“I have a locker!”
You forget what’s important when you’re ten.
TW and I went to the parents’ open house at The Boy’s school. Now that he’s in fifth grade, he’s in a new building that unites the kids from the various elementary schools in the district. And yes, he gets a locker.
The principal greeted the parents, if you want to call his mumble a greeting. Honestly, one of the first principles of public speaking is “try to at least pretend to care.” His entire affect conveyed that he’d rather be almost anywhere else. This did not inspire confidence. The only time he seemed to engage was when he mentioned where parents should park.
The library made me sad. TB later reported that his class took a trip there, and he was disappointed in its selection. Luckily we have a good public library in town, and I’ve lent TB my kindle before. At the rate he blasts through books, electronic delivery may be our only hope of keeping up.
(I recently got him a subscription to Science Illustrated. If you have a smart/nerdy kid in the 9-12 range, it’s worth checking out. Great photos are the hook, but the stories hold his interest. He informed us the other day that our in-house wifi may be the reason that some of our plants look droopy. Who knew?)
If you really want to get depressed sometime -- say, you have some excess joie de vivre that you need to drain before some sort of somber occasion -- listen to a school nurse address parents. You will be amazed at some of the things that apparently need to be said.
But then we got to the classroom, and my faith was restored.
His class is smallish -- about twenty students -- and it has a teacher, a teacher’s aide, and a few drop-in specialists. It lacks air conditioning, so the only comfort was a rotating fan the PTO bought for it a few years ago. (The parents -- 16 women and 4 men, by my count -- struggled valiantly to be comfortable on the ridiculous furniture.) But the room is decent, the size is good, the teacher is clearly engaged, and the curriculum is ambitious.
Even there, though, parental involvement is key. TB brought home a math worksheet a few days ago on which he had a slew of red x’s. He had misunderstood “borrowing.” But the red x’s didn’t help him understand it; they just indicated that he had done something wrong. I had him work through a couple of problems in front of me, narrating each step as he did it; the error became obvious quickly, and we were able to fix it. It would have been wonderful if his teacher had been able to do that, but she couldn’t. There was too much to get through.
His teacher repeatedly mentioned the statewide standardized test to which she has to teach. It’s our state’s manifestation of No Child Left Behind, and it leaves relatively little time to linger over misunderstandings. Let me make one change, and this would be it. (Air conditioning would be a close second.) As an old professor of mine used to say, there’s a choice to be made in teaching: you can cover, or you can uncover. Uncovering takes time, and requires patience, but it can lead to actual understanding. Getting through the topics on the exam requires covering. Do too much of that, though, and the kids get bored and tune out.
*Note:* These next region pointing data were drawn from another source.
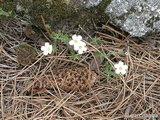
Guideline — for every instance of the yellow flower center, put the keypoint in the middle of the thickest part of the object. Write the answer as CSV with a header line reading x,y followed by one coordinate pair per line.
x,y
120,68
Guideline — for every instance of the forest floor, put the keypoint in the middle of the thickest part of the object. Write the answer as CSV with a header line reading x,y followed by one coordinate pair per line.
x,y
135,95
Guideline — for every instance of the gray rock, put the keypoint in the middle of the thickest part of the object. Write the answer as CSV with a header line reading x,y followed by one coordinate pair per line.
x,y
138,17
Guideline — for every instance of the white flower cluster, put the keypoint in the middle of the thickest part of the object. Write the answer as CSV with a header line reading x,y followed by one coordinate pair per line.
x,y
78,44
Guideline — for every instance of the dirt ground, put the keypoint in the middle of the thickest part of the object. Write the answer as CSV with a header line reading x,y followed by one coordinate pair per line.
x,y
134,96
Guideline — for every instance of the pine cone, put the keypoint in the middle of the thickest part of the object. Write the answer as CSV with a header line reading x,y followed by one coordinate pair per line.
x,y
75,78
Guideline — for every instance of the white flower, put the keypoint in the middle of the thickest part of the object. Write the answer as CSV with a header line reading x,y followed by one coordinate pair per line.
x,y
47,48
120,68
80,47
75,39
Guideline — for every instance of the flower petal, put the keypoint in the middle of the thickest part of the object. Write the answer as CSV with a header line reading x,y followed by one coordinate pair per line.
x,y
117,71
116,66
76,47
45,52
79,38
80,51
43,48
50,49
125,67
85,49
46,44
74,37
71,42
121,63
123,71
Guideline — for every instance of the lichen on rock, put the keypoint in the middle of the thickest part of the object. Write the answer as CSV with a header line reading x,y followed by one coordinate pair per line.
x,y
138,17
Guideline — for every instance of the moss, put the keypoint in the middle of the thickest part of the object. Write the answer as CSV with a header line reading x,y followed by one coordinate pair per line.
x,y
57,11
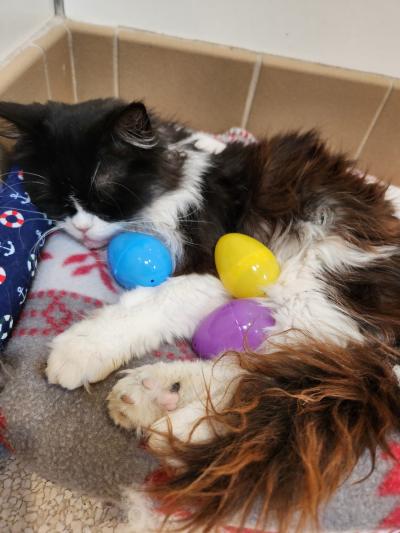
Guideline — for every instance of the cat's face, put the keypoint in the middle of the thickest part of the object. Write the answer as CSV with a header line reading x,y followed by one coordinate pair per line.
x,y
91,167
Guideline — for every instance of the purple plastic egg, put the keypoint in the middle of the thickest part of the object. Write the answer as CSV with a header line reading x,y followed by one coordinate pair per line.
x,y
237,325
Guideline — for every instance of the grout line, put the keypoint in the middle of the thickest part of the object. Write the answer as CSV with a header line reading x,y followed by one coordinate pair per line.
x,y
373,122
116,63
72,61
59,9
46,70
251,91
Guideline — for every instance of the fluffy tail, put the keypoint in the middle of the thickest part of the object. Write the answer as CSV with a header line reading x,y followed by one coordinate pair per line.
x,y
298,422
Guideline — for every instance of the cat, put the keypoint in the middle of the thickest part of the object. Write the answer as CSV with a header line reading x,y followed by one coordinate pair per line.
x,y
278,423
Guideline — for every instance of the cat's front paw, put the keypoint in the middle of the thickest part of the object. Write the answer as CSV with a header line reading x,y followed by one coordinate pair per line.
x,y
80,355
143,396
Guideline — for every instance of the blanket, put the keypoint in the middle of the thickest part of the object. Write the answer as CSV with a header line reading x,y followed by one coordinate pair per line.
x,y
68,438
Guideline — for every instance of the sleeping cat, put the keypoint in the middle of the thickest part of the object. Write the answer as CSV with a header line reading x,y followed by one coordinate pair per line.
x,y
290,421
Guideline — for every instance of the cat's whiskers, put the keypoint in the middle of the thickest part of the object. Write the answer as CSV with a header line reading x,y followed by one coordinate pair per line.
x,y
42,237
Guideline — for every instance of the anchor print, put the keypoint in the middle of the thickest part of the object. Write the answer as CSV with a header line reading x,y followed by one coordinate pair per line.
x,y
25,198
23,293
39,234
9,247
32,264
It looks like the burden to fill in the gaps will fall largely on the parents. We’ll do what we can with TB -- luckily for us, he’s a smart kid -- but I worry about the kids whose parents aren’t as focused on education. If school is all they get, and school is designed around a multiple-choice test, they really aren’t getting much at all.
The social scene is evolving. Kids aren’t pairing off yet, but TB informs me that boys and girls are “checking each other out for junior high.” Apparently at this point it’s mostly about who sits with whom on the bus, though I’m sure it will quickly become more complicated. TB has a couple of favorites, but he doesn’t seem too worked up about it. That seems about right to me. Take your time, kid...
And we got notice that it’s time to pick instruments for the school band. Someday I want someone to explain to me why the options offered are so anachronistic. You can choose trombone, but not guitar; clarinet, but not piano. If we were even halfway serious about the benefits of music...
And don’t even get me started on why we wait until language acquisition is more difficult before starting to teach Spanish. If we really meant it, we’d start in kindergarten.
This is a pretty good public district in a state known for relatively strong public schools. It’s fifth grade, and I’m already seeing holes. We’ll do our darndest with TB, but suddenly the whole “so many students need remediation” thing is starting to make sense. In the meantime, TB is enjoying his locker.